Forgive Me, Leonard Peacock

THIRTY-FIVE


I take the stairs down to the ground floor and then I’m on the predawn streets of Philadelphia.

No one is around, and I imagine this whole city is under ocean water—I imagine I’m scuba diving, and it’s not really all that hard to do because it’s dark and desolate and my skin is kind of wet from sleeping under the down comforter Herr Silverman threw over me and also from freaking out, which maybe I’m still doing, although I’m trying not to think about yesterday—how choosing life might have been a mistake.

Underground, I crawl below the subway turnstile—feeling the disgusting city grime on the palms of my hands—because I have no money on me, and I wait in the trash-ridden piss-smelling underbelly of Philadelphia, imagining myself scuba diving with a huge light, swimming through subway tunnels with Horatio and maybe even showing S the graffiti when she is old enough to scuba dive in such dangerous enclosed waters.

The train comes after what feels like hours of waiting, and I’m the only passenger on the car.

When we burst out from under Philly and up onto the Ben Franklin Bridge the sun is just coming up over the eastern horizon and I blink at it.

When my town is called, I stand and hold on as the train slows to a stop.

It’s too early for the zombie-faced suits, although I know they’ll flock here soon enough.

There’s a rent-a-cop at the turnstiles and so I have to make a decision because I don’t have the ticket I need to get through the machines.

I’m just about to make a run for it when I see an old ticket on the ground.

I pick it up and insert it into the machine.

It doesn’t work, of course.

“Officer,” I say, and hold up the rectangle of paper. “My ticket’s not working.”
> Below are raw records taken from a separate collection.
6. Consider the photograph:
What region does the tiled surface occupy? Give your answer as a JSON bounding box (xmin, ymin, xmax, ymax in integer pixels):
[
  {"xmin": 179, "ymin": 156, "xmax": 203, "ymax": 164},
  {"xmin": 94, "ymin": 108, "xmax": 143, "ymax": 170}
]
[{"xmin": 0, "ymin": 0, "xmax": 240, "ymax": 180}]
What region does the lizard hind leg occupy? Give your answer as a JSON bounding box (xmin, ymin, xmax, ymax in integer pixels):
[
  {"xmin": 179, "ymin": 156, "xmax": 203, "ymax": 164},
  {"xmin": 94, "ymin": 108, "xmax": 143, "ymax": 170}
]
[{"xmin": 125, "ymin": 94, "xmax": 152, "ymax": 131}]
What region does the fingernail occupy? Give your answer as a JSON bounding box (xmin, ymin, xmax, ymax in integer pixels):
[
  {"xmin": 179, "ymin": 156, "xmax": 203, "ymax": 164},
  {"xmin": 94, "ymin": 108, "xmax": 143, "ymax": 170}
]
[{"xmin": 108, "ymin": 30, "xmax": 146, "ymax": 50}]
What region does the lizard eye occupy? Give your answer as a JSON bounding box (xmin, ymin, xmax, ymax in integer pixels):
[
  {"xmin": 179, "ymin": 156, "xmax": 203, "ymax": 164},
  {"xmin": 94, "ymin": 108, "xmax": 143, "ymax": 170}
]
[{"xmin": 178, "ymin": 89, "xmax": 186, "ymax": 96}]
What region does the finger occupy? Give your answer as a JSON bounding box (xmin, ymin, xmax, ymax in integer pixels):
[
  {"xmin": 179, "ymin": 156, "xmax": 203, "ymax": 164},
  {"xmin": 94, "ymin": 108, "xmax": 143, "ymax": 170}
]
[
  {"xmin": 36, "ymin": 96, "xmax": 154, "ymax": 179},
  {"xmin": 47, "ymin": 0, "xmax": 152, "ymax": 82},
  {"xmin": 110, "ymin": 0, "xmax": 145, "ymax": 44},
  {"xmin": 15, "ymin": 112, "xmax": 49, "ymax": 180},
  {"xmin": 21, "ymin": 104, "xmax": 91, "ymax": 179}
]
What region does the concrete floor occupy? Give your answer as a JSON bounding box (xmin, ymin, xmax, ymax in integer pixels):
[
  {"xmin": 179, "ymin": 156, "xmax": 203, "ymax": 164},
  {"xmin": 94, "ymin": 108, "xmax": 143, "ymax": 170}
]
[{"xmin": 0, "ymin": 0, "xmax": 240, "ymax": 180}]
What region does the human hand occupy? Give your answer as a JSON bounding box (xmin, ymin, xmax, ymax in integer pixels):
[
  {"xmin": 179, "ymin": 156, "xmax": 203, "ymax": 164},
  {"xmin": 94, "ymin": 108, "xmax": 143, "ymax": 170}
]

“Just go under,” he says, and then takes a slurp from his bucket-sized Styrofoam coffee cup and turns his back.

I crawl under the turnstile and walk out into the early-morning sunshine.

I’m not really sure what my plan is, but somehow I wind up walking past Lauren’s house, which is right next door to her father’s church.

Standing across the street looking at the house, I sort of feel like the house is looking back at me—like the two second-floor windows are eyes and the row of downstairs windows is a mouth. Kind of like what you see in old horror movies—the house coming to life like a face.

I have this stupid fantasy where I ring the doorbell and Lauren answers in a white bathrobe—which gives me a nice V-shot of her chest—and wearing the silver cross I gave her. We talk and I thank her for praying for me and she says it’s great that I’m still alive and we both agree that kissing was a mistake, before we shake hands and wish each other well—like everything is forgiven. But it’s all just bullshit and I know I messed up with Lauren in a way that can’t be fixed easily, which is so unbearably depressing.

“Fuck,” I say in real life, standing on the sidewalk across the street from Lauren’s house, shaking my head.

I know I’m an asshole for forcing Lauren to kiss me—a hypocrite even.

A bad person.

I walk away.

I’ll probably never talk to Lauren again and I’m okay with that.

It’s best.

Maybe I only pursued her because I knew a relationship between us was impossible. Like she was a safe test for me, because she had so much religion crammed into her brain that things would never go too far. But I ended up failing the test, so what does that mean?

I don’t know.

It’s kind of horrible that she’s the first girl I ever kissed, because I’ll always remember her as my first girl kiss, which will remind me of everything else that happened afterward. And I start to worry that every single time I kiss a girl from now on will trigger a flood of memories that will take me back to last night. Like maybe I’ll never be able to enjoy kissing at all.

All that gets me feeling depressed again, so I head over to Walt’s and key in.